Often, recessions start out as mild and “then the bottom drops,” he noted.
Lily: Economist predicts recession ‘whopper’
Fed officials say there is an increased risk of a recession, but that is not their base case.
In his Jackson Hole speech last week, Fed Chairman Jerome Powell said tackling inflation will likely require a sustained period of sub-2% growth.
Recessions are, by their very nature, unpredictable because they are “random shocks,” Gagnon said.
Models meant to predict recessions “don’t have a ton of power to be able to predict a recession,” St. Louis Fed President James Bullard told The Wall Street Journal earlier this month.
Wall Street economists tend to be reluctant to predict recessions for self-preservation reasons.
“On Wall Street, if you forecast a recession that doesn’t come, you could lose your job,” said Robert Brusca, chief economist at FAO Economics.

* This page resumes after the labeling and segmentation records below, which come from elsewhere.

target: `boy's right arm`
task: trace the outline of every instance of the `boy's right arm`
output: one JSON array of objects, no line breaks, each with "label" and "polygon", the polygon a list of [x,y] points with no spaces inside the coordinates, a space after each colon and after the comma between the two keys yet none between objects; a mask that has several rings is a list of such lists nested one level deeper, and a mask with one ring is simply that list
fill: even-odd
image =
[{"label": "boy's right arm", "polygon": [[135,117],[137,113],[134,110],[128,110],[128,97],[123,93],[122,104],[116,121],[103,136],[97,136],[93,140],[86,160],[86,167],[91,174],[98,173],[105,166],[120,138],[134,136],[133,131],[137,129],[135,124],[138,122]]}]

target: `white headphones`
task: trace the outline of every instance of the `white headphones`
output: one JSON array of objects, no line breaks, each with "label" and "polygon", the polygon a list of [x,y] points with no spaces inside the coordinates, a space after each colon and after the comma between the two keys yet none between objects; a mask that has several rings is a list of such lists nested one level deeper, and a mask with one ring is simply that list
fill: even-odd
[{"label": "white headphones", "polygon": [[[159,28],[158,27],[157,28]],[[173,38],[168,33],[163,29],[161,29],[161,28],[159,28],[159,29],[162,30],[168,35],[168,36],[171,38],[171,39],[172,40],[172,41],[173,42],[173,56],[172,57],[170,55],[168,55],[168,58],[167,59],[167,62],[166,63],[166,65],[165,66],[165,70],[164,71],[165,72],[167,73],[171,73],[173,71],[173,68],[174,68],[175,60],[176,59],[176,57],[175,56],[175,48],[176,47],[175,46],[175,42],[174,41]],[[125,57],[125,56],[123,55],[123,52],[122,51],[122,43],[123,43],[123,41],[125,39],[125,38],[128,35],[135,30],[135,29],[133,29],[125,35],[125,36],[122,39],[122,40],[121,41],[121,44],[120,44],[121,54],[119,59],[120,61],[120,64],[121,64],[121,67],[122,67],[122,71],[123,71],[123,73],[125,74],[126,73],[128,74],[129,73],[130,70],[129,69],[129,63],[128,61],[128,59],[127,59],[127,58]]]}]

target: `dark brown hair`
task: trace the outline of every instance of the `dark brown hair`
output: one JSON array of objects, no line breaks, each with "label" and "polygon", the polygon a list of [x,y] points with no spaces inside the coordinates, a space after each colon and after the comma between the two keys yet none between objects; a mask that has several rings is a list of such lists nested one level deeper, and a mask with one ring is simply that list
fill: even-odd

On the other hand, Wall Street can be very lenient if a recession comes and you didn’t plan for it, he added.
The key data to watch will be whether inflation is reducing corporate profits, Brusca said.
If companies find that inflation is eating away at their profits and start laying off workers. This could lead households to reduce their spending.
See also: America has entered a real estate recession, say builders and brokers.
At MarketWatch, we cover economic data so our readers know where the economy is heading so they can play their careers and look after their financial health.
We find that there are “known unknowns” about the outlook which, once clarified by the data, can completely alter expectations about the economy. For example, not so long ago, economists predicted US economic growth at an annual rate of 5% this year and called it another “crazy year”.
In this periodic column, we’ll dig into these key mysteries facing the US economy, telling you everything that’s known and some of what isn’t. We’ll try to keep track of when the data confirms or changes conventional wisdom.